I do not want to start a polemic here because I know I am not in the possession of absolute knowledge, but I must bring some more clarification on my previous posting. My complaint was that for some reason Hollywood feels the urge to remake or reuse some material that was exploited to various degrees of success some other place on Earth. This is lack of imagination at very best and I mentioned that definitely there is a megaton of unexplored literature that can be transposed cinematically. Personally, I do not believe that the “Girl” books can be brought to screen in a satisfactory form through an American take. It is suspicious to me that the studios waited to see the level of success of the Swedish version and then decided to bank on the success by producing another take in English for a world wide exposure. Moreover, I think Rapace did the sane thing by refusing to revisit the same character twice, even though, it seems the screenplay is going to suffer some modifications and it would have undoubtedly been, in my opinion, a form of artistic suicide.
Now going back to the re-visitation of the “Girl”, I think it is important who “explores” the source material first no matter where on the planet. To me this second attempt on the “Girl” looks exceptionally familiar(La Famme Nikita, The Ring, Let me in). I mean why not release the original in theaters for the people to enjoy. Well, it seems that the American society has a cultural blockage because en masse consumption of foreign cinema is not an option. There is a refusal from the movie goers to adapt to foreign material. Once again we do not speak here by limited fraction of the population that rents DVDs or goes to art theaters in order to see the material. So here enters the almighty Hollywood which “chews” and spits something polished and adapted for the recalcitrant masses. It looks like there is tacit license given to Hollywood to produce a “translation”. It is known that there is a inevitable loss in the process of translation. And now let’s look at the roots of this mishap: Misunderstanding and censorship appear as the most obvious ones. The cultural misunderstanding is not a new animal under the sun. Cultural translation is impossible, this is why you have to know the language to enjoy the jokes and references. You really have to be familiar with a certain culture and avoid being fed over and over again with cliches. This means people have to make an effort to explore other cultures. Usually, in the American remakes or retakes of foreign material censorship takes the form of age re-targeting of the material. I mean I understand profit but why dilute some mature material to feed it to teenagers. Make more adults come and see the movie how it was initially intended. Not to speak about the disgusting Puritanism of which Hollywood suffers profusely.
I would like to say more but it is the time to end this piece. If you thought that the originals were miserable this does not mean that take 2 is going to be better. “Americanization” of the source material is not the way and foresee that the “Girl” is going to be a disappointment. I just wish American cinema will regain some dignity by adhering to loftier aesthetics and grow a spine and a pair of balls in the process.

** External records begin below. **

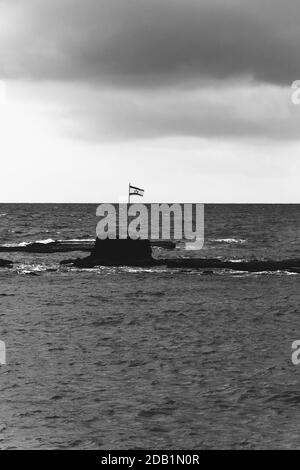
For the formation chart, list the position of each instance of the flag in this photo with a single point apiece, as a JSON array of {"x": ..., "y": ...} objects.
[{"x": 134, "y": 191}]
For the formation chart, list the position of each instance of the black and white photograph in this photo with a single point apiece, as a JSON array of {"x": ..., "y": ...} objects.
[{"x": 149, "y": 228}]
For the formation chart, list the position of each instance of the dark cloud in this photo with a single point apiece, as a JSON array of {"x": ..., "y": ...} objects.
[{"x": 151, "y": 43}]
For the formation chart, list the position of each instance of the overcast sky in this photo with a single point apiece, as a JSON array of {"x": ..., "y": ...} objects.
[{"x": 189, "y": 99}]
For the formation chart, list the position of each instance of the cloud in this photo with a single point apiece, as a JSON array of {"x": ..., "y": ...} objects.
[{"x": 151, "y": 43}]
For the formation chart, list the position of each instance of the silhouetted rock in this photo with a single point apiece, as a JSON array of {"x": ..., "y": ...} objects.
[
  {"x": 117, "y": 253},
  {"x": 4, "y": 263},
  {"x": 68, "y": 246}
]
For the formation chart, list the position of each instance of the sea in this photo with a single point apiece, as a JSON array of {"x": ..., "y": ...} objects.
[{"x": 150, "y": 358}]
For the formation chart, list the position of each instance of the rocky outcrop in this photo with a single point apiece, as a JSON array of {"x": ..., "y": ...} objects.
[
  {"x": 117, "y": 253},
  {"x": 68, "y": 246},
  {"x": 4, "y": 263}
]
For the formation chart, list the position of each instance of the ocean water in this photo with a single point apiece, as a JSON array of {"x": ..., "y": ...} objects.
[{"x": 123, "y": 358}]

@DavidC: You’ve made my day with the image of Kitano directing a JP version of the film! Plus, he should totally pull double-duty as Bjurman (Byurruman-san?)! ;)

@Dr. Evil: You’re missing the point entirely. This is not a remake, which would indicate that the English screenplay is being adapted from the Swedish screenplay; it is a re-adaptation of the original novel. I, for one, find this to be a huge relief, as I thought the Swedish film was terrible, and a poor representation of the novel – it was filled with unnecessary changes, inaccuracies, and worst of all, featured mounds of unneeded dialogue for Lisbeth which was altogether antithetical to her character, and could have easily been replaced by close shots of Rapace, who could deliver all we needed to know in her nuanced expressions. And for the record, I watch many foreign films and have no issue following subtitles.

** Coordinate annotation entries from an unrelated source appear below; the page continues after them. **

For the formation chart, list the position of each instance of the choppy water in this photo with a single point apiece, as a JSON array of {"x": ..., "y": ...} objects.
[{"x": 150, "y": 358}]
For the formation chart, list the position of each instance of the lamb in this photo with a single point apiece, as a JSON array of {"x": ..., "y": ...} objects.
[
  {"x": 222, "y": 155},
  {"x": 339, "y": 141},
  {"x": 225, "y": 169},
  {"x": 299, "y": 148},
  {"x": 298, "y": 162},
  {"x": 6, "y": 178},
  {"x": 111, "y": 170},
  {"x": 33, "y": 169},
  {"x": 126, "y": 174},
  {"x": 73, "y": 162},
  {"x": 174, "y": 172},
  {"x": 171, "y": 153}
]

Regarding Oplev, the guy is talking out of his behind. For one, he and the screenwriters of the Swedish TGWTDT were replaced by the studio for “Fire” and “Hornet’s Nest”, respectively, because they did such a god-awful job on the first movie.

Furthermore, Rapace explicitly stated that she does not want to play Lisbeth again in the same material. Considering this, it makes absolutely no sense for the studio NOT to promote their own actress. I mean, seriously, what does Oplev want them to do? Have Sony’s previews say, “featuring Rooney Mara in a role turned down by Noomi Rapace”?


The original GWTDT was shite indeed. Rubbish!


@Dr. Evil
The accent thing is Hollywood routine. Not shocking at all.

Sometimes remakes are inferior to the originals, though not all the time. For instance, The Maltese Falcon, His Girl Friday, The Fly, etc.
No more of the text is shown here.